How to Find the Right Counselor

Choosing a counselor is easier when you stop asking who sounds the most impressive and start asking who fits the problem you have.

Start with the work you need done

Before you compare counselors, name the job. Do you need help building a school list, deciding an application strategy, editing one essay, reviewing a full application, preparing for interviews, or getting steady support over time? A counselor can only be the right fit if their service matches your actual need.

On CounselorCart, start by reading the offerings rather than only the profile headline. The service format tells you a lot: hourly meetings are useful for strategy and discussion, async reviews are useful for written feedback, packages are better when you need repeated support, and document products can be useful when you want a standalone guide or resource.

Compare context, not just outcomes

Admissions outcomes can be helpful, but they are not the whole story. A counselor who helped one student get into a highly selective school may or may not understand your goals, background, major, timeline, or constraints.

Look for signals that the counselor understands students like you. Their specialties, background, and writing styles can all matter.

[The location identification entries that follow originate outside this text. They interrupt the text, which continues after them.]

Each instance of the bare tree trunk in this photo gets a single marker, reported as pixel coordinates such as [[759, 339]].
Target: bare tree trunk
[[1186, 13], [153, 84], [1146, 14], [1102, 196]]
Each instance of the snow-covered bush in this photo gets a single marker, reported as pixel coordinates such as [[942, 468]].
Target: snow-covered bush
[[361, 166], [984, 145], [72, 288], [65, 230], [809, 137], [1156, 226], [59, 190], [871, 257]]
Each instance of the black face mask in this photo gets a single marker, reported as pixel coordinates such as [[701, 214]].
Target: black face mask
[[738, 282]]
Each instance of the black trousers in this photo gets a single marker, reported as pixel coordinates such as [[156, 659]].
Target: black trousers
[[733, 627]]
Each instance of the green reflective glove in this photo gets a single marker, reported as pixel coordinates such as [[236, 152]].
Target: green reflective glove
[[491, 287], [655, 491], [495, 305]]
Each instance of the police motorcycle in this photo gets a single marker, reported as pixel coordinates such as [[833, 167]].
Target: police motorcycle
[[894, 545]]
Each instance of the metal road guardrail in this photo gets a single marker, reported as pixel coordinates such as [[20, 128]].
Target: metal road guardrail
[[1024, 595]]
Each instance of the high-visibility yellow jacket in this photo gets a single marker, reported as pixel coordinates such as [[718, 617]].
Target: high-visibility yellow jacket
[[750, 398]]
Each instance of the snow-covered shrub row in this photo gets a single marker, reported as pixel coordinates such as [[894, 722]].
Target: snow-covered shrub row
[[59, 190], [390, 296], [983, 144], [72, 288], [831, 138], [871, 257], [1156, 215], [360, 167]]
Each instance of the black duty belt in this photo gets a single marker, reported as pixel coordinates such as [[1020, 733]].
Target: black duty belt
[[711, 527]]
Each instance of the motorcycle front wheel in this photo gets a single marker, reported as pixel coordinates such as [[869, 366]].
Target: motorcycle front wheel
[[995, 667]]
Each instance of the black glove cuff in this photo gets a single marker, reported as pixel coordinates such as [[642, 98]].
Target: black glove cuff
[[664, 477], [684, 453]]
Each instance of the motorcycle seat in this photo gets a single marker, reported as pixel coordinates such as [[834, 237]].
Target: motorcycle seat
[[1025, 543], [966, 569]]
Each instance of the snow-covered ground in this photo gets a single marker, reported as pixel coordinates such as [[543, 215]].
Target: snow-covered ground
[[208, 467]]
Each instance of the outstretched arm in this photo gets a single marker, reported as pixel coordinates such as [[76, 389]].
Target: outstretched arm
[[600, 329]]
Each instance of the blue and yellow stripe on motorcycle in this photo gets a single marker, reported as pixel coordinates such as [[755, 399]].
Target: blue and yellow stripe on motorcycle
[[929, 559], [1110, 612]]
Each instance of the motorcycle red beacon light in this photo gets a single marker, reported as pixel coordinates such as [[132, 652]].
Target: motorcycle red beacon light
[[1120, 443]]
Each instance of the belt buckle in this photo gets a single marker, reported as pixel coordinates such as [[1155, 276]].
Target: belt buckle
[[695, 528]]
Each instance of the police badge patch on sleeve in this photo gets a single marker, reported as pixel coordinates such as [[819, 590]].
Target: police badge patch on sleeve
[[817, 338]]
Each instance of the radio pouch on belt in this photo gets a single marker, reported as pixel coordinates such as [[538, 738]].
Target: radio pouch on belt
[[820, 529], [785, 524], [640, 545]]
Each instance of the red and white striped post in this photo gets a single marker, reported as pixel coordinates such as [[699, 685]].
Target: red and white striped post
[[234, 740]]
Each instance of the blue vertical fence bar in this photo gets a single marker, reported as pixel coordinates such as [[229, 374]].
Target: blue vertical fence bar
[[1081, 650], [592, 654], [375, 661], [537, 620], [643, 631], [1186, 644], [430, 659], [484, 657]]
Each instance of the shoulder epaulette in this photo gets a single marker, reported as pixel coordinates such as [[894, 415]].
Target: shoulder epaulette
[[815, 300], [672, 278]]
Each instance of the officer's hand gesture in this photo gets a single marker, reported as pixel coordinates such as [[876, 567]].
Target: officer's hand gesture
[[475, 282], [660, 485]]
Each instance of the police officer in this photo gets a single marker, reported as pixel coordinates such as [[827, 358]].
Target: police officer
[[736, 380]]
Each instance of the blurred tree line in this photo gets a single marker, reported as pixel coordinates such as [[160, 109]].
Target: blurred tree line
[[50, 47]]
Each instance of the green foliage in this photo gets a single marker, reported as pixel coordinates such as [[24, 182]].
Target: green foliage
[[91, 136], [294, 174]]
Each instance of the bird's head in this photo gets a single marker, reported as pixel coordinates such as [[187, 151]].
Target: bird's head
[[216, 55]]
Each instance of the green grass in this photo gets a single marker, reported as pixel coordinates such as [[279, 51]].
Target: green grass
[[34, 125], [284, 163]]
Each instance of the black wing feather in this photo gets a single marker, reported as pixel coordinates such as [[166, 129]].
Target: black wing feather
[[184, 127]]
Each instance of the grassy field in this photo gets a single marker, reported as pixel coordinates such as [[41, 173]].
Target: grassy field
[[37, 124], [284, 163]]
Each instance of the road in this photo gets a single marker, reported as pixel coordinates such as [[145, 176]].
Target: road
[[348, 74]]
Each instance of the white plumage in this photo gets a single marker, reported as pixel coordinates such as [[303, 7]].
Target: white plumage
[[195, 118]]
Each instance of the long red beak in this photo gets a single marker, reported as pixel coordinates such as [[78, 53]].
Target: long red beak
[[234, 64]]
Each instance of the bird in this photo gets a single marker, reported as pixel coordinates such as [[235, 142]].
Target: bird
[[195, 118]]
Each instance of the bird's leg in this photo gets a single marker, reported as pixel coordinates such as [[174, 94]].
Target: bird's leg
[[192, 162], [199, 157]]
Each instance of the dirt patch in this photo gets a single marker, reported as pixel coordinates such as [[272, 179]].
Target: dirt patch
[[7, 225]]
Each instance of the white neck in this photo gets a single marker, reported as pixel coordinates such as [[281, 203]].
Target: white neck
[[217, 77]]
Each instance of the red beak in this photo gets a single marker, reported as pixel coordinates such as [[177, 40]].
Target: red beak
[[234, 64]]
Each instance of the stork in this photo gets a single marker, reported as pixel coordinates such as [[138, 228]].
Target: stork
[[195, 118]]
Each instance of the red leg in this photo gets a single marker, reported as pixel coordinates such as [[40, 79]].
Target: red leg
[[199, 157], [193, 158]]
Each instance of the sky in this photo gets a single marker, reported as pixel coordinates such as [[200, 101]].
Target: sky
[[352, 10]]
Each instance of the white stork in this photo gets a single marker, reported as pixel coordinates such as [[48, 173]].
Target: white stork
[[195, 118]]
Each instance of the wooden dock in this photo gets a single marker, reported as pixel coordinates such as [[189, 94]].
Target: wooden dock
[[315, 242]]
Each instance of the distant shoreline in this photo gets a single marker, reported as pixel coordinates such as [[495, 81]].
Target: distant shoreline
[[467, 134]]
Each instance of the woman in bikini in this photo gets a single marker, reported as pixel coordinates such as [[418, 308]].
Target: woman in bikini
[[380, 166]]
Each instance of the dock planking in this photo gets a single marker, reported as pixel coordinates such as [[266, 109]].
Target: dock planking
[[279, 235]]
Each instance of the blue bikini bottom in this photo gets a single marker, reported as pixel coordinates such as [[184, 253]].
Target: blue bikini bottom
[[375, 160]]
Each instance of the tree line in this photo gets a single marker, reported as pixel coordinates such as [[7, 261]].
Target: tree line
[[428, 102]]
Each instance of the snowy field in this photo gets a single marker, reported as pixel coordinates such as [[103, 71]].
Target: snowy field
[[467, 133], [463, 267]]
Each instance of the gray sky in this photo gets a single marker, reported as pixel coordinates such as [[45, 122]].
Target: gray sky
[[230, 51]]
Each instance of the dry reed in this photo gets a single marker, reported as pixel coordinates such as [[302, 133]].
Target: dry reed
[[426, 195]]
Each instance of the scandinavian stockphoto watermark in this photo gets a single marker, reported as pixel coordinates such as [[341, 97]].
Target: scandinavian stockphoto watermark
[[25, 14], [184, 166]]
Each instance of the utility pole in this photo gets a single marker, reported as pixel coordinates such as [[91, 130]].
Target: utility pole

Test the waters before you overcommit

If you are unsure, message the counselor with a specific question. A good first message is short but concrete: what grade you are in, what kind of help you need, what deadlines matter, and what you are deciding between.

The way a counselor responds can tell you a lot. Are they clear? Do they understand your question? Do they explain what service fits best, or do they push you toward the biggest option immediately?

Pick the smallest useful next step

You do not always need to buy the largest package first. Sometimes a focused meeting or essay review is enough to learn whether the counselor's feedback style works for you.

If the first experience is useful, you can keep working together. If it is not the right fit, you learned that before making a bigger commitment.

We encourage you to meet with multiple counselors and find the best one for you before buying an expensive package. Once you've found counselors that fit, do not think that you need to stick to one. Oftentimes, working with multiple is the best strategy.